# Not covering poop/pee?



## **Ashley** (Aug 29, 2006)

Well Im not sure which cat it is, I have 2, but they are getting really lazy lately. Everytime I go downstairs, I smell poop and pee, then i look in the box, and i find out that whoever it is, isnt covering it up! Its just sitting there right on top of the litter! Why does she do this? Its not like I dont clean it out, its cleaned out everyday, so they have fresh litter and whatnot. Any help is appreciated!!!


----------



## coaster (Dec 1, 2004)

How old are they? Are they both female? Have they been spayed/neutered? How many boxes do you have?


----------



## **Ashley** (Aug 29, 2006)

coaster said:


> How old are they? Are they both female? Have they been spayed/neutered? How many boxes do you have?


They are both around 2 years old, both female, both have been spayed, and I have a giant box, its a rubbermaid container, not an actual litterbox.


----------



## coaster (Dec 1, 2004)

Mmmmmm.....well, that eliminates the most likely causes: dominant marking by a male cat (though a female can do this too -- cats leave their scat here and there outside to mark their territory); or immature cat not covering his/her feces because hasn't learned to do it yet. So, I don't know what to say. The mostly likely thing to try at this point is another litterbox. Maybe a box with finer-grained litter. One of the cats might not like scratching the litter you use now. That's what I'd try at this point.


----------



## TAsunder (Apr 6, 2004)

My calico does this sometimes but only in one litterbox. It appears that she needs about 2 feet of nothing around the litterbox before she will properly cover it up. The litterbox she has trouble with is in a closet next to some boxes, and when she is done, she makes scraping motions on the boxes as if there is litter there. The other boxes have clearance around them and she is much better about covering up.

My other cat has a different approach, and smells the litter to make sure hsi scent is gone. The calico seems to just sort of thing the physical motion is what matters.

Also worth noting, the calico is especially stinky.


----------



## coaster (Dec 1, 2004)

Ha ha ... my calico does something like that, too. I wonder if that's a calico thing? I have high-sided boxes and Mellie can easily spend 10 minutes scratching the _sides_ of the box after she's done her thing and already covered it up. :lol:


----------



## nklincoln (Aug 2, 2005)

Molly Girl has a litter box for Poop and another for Pee. Pee box has puppy pads as she doesn't want to get her dainty paws dirty. The Poop box has litter but heaven for bid if she poops and I don't clean it fast enough and she needs to go again she will use her pee box and if that is dirty she will poop on the carpet. She never has covered her mess and she is 14 years old. She is the queen and I am here to serve her every need.


----------



## MattH (Oct 26, 2005)

yep...dorn does that too... he digs and digs....and digs and digs....

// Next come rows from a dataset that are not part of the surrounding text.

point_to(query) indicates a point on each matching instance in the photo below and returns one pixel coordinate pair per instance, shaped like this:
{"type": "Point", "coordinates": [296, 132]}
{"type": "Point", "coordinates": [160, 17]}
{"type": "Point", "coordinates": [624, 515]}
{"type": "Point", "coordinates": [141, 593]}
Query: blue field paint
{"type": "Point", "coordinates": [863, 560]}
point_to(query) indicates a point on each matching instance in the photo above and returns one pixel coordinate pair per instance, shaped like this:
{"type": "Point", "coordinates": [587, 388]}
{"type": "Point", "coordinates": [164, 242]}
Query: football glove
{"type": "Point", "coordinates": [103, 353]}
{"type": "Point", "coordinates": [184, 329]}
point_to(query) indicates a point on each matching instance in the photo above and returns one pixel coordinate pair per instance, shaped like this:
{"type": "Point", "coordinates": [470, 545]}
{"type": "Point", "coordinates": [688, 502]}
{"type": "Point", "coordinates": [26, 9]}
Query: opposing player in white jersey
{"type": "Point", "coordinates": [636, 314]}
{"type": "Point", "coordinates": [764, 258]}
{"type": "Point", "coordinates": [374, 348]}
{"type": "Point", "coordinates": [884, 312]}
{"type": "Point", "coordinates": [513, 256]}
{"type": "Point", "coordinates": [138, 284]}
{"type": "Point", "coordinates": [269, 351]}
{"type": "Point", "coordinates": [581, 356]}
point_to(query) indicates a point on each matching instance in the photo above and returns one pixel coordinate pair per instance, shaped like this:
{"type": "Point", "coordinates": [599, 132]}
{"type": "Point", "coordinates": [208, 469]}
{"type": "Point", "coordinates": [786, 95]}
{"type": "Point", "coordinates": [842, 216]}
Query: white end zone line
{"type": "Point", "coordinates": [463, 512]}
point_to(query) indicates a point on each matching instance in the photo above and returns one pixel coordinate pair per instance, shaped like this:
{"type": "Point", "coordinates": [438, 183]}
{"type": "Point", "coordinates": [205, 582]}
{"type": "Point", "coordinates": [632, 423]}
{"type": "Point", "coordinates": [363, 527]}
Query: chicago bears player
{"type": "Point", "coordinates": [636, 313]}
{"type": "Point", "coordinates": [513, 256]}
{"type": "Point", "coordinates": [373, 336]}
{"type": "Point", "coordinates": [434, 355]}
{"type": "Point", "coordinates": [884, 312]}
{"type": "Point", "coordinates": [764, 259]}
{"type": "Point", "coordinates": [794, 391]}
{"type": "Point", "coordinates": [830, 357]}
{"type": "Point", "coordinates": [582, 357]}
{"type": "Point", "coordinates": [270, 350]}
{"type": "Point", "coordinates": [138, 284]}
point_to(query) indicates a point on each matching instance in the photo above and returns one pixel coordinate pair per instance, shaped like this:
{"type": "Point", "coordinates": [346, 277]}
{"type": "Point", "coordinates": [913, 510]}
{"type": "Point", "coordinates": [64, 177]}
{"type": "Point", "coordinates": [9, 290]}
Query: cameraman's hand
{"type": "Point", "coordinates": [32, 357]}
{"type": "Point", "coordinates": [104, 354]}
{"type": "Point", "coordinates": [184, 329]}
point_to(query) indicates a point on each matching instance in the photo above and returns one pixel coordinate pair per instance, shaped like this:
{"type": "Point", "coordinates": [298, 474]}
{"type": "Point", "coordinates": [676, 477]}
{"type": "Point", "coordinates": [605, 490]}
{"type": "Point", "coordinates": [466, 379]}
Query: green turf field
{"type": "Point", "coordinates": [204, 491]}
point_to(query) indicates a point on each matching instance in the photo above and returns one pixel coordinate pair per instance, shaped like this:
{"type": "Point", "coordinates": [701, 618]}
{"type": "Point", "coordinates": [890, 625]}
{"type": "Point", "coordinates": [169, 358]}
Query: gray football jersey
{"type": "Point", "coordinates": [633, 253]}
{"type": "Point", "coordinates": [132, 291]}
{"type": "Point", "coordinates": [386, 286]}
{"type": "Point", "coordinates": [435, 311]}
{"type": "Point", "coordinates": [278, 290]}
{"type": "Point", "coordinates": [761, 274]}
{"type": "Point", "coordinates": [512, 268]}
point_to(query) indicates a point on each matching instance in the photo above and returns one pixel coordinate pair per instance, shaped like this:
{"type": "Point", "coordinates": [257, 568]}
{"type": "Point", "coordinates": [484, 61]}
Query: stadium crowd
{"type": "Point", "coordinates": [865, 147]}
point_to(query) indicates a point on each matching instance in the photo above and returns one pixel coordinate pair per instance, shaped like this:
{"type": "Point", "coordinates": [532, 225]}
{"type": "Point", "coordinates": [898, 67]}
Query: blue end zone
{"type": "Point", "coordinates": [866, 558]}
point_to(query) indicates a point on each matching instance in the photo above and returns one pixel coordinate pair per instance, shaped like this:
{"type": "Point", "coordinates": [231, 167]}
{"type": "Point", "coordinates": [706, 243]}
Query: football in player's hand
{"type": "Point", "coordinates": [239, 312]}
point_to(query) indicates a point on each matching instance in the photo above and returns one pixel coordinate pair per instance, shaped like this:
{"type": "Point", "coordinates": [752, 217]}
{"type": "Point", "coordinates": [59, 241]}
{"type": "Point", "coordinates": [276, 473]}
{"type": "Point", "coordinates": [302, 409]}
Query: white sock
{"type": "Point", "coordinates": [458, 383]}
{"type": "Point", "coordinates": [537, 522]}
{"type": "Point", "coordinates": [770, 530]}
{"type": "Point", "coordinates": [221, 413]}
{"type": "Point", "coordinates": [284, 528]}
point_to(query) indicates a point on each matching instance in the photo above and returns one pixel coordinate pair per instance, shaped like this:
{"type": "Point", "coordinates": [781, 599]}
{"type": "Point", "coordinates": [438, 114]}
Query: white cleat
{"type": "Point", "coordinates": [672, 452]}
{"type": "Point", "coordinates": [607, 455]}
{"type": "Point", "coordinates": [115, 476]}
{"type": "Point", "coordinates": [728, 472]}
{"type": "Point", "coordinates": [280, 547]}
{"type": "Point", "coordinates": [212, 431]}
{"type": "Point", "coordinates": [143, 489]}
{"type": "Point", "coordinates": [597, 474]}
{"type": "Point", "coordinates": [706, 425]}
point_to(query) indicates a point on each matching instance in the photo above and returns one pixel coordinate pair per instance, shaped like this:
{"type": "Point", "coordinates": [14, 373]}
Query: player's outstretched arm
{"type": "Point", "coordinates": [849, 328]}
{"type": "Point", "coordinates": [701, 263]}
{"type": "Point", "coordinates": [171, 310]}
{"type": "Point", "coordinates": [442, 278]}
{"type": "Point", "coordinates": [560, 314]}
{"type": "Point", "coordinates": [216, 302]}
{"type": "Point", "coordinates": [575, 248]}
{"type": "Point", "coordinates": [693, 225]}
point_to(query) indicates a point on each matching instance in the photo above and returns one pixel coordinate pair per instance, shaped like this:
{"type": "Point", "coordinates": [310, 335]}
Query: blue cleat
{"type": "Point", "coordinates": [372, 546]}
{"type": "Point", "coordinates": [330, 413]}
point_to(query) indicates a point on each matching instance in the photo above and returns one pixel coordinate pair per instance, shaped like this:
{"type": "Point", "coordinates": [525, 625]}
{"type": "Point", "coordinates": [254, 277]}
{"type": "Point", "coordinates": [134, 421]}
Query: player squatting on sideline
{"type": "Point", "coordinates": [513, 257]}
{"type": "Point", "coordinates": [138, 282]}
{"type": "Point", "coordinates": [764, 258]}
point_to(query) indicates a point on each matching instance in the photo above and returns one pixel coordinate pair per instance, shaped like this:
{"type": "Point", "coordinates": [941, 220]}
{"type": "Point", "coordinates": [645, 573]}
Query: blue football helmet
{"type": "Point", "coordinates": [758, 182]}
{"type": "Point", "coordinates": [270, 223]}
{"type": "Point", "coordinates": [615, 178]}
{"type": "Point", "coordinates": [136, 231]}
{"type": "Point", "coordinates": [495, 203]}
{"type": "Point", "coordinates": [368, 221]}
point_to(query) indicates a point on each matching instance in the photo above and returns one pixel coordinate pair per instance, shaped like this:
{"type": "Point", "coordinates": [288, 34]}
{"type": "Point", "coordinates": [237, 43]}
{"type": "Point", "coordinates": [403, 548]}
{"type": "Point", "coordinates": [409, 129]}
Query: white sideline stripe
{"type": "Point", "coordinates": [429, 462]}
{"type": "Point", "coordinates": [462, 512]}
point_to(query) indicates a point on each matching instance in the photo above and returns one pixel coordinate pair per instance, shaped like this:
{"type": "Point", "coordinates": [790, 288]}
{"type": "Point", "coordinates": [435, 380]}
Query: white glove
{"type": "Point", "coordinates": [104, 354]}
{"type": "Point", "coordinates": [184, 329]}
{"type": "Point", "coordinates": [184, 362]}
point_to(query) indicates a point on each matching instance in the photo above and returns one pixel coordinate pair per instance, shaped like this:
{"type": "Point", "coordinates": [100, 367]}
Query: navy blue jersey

good thing he has a few inches of litter in there....i think thats why he does it....quite comical too....


----------



## Frenchy (May 12, 2006)

My cat Samson doesn't cover his poop either, and it stinks to all high H-E-double hockey sticks. I have two litter boxes and he's 1.5 years old. I just clean the darn thing out often though, so it doesn't stink up my house. The funny part is, he will scratch at the area around the litter box, but not actually in the litter box. I mean he'll do a little digging before he goes potty, but not after. After, him and the new kitten, will scratch at the outside of the side of the box, the wall, the floor, but never cover anything up.


----------



## kitkat (Sep 22, 2003)

My cat Sugar sometimes doesn't cover and it stinks really bad. Sometimes if we startle her while she is doing her litterbox duties, she will just jump out and not even bother. Sometimes I go in after her and while she's perched on the edge of the litterbox staring at the stuff, I fling some litter over it and she looks at me do it like it's my duty. 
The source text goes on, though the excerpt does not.